People in Egypt have been observing the natural world since long before they built the pyramids. Prehistoric rock drawings depict hippopotamuses, giraffes, elephants, hartebeests, and foxes. Ostrich and ibex are carved into a 5000-year-old ceremonial palette. Later, hunting scenes on ancient Egyptian tombs teemed with wildlife. Yeakel created a timeline based on existing records from paleontology, archaeology, and art, which picks up about where the fossils leave off and zooms in on a much shorter time scale. He used it to find out which species died out when and how their loss affected the rest of the ecological network.
As Yeakel and co-authors report online today in the Proceedings of the National Academy of Sciences, the most dramatic shifts in climate and land use accompanied the most dramatic shifts in the number of predators relative to the number of prey species. Three of the five shifts happened at the same time as sudden dryings of the Nile Valley that may also have catalyzed the rise and fall of dynasties. A fourth shift occurred with population growth and industrialization in modern Egypt.
The researchers explored whether some of the ecological networks were more vulnerable than others. For each mammal community of the last 6000 years, they assembled possible predator-prey networks based on the body size of the animals (a cheetah is more likely to hunt a hedgehog than vice versa)—a system that correctly predicts who eats whom up to 74% of the time in modern African systems.
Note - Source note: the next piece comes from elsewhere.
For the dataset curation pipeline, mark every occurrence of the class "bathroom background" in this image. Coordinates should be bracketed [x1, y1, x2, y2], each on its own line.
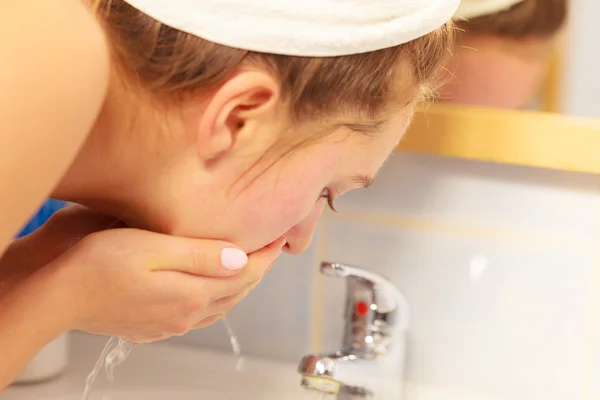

Then they modeled the stability of each ecological network: How likely is a small change to cause a complete collapse?
The most ancient and species-rich ecosystems were resilient. But the networks became less and less stable through time. With each extinction, the mammals that depended on that species become more vulnerable to collapse themselves. The loss of the wild boar, the white antelope, and the leopard in the last 150 years caused the most precipitous drop in stability yet. “As you lose diversity, you lose redundancy in the system, and the importance of each organism becomes magnified,” Yeakel says.
As a result, the remaining eight large mammal species in Egypt—including striped hyenas, golden jackals, and the Egyptian fox—are now more vulnerable than they’ve been in more than 12,000 years, Yeakel says. Some of the most important of those eight are already in trouble. By calculating the stability of the modern Egyptian predator-prey network with and without each species, the team found a few whose presence stabilizes the whole system—primarily small herbivores eaten by many predators, including gazelles, ibex, and Barbary sheep. One gazelle species is now critically endangered, and Barbary sheep are less common in the Western Desert than they were even 30 years ago, says Egyptologist Salima Ikram of American University in Cairo, who was not involved in the work.
The researchers also used their model to predict extinction risk, a measure that’s important for conservation planning but hard to observe. The artistic record offers an unusual chance to test these predictions on extant species at shorter timescales. Looking back in history, the researchers found that the theoretically more sensitive species did in fact disappear from Egypt sooner.
Still, this window on the past is less than perfect, warns Linda Evans, an environmental historian at Macquarie University in Sydney, Australia, who studies representations of animals in ancient Egyptian art. Just because an animal appears on a tomb doesn’t necessarily mean it existed at the time, as artists in later periods copied older tombs. Ancient Egyptians “didn’t just depict what they saw,” Evans says. “Egyptian art has a grammar to it. You have to be really careful and guarded about the conclusions you draw.”
Ikram agrees that ancient Egyptian artists had more on their minds than what they saw in the real world. But while Yeakel’s timeline may not be perfect, it is probably “a good mapping of what was present when and where, and how the different species affected one another.”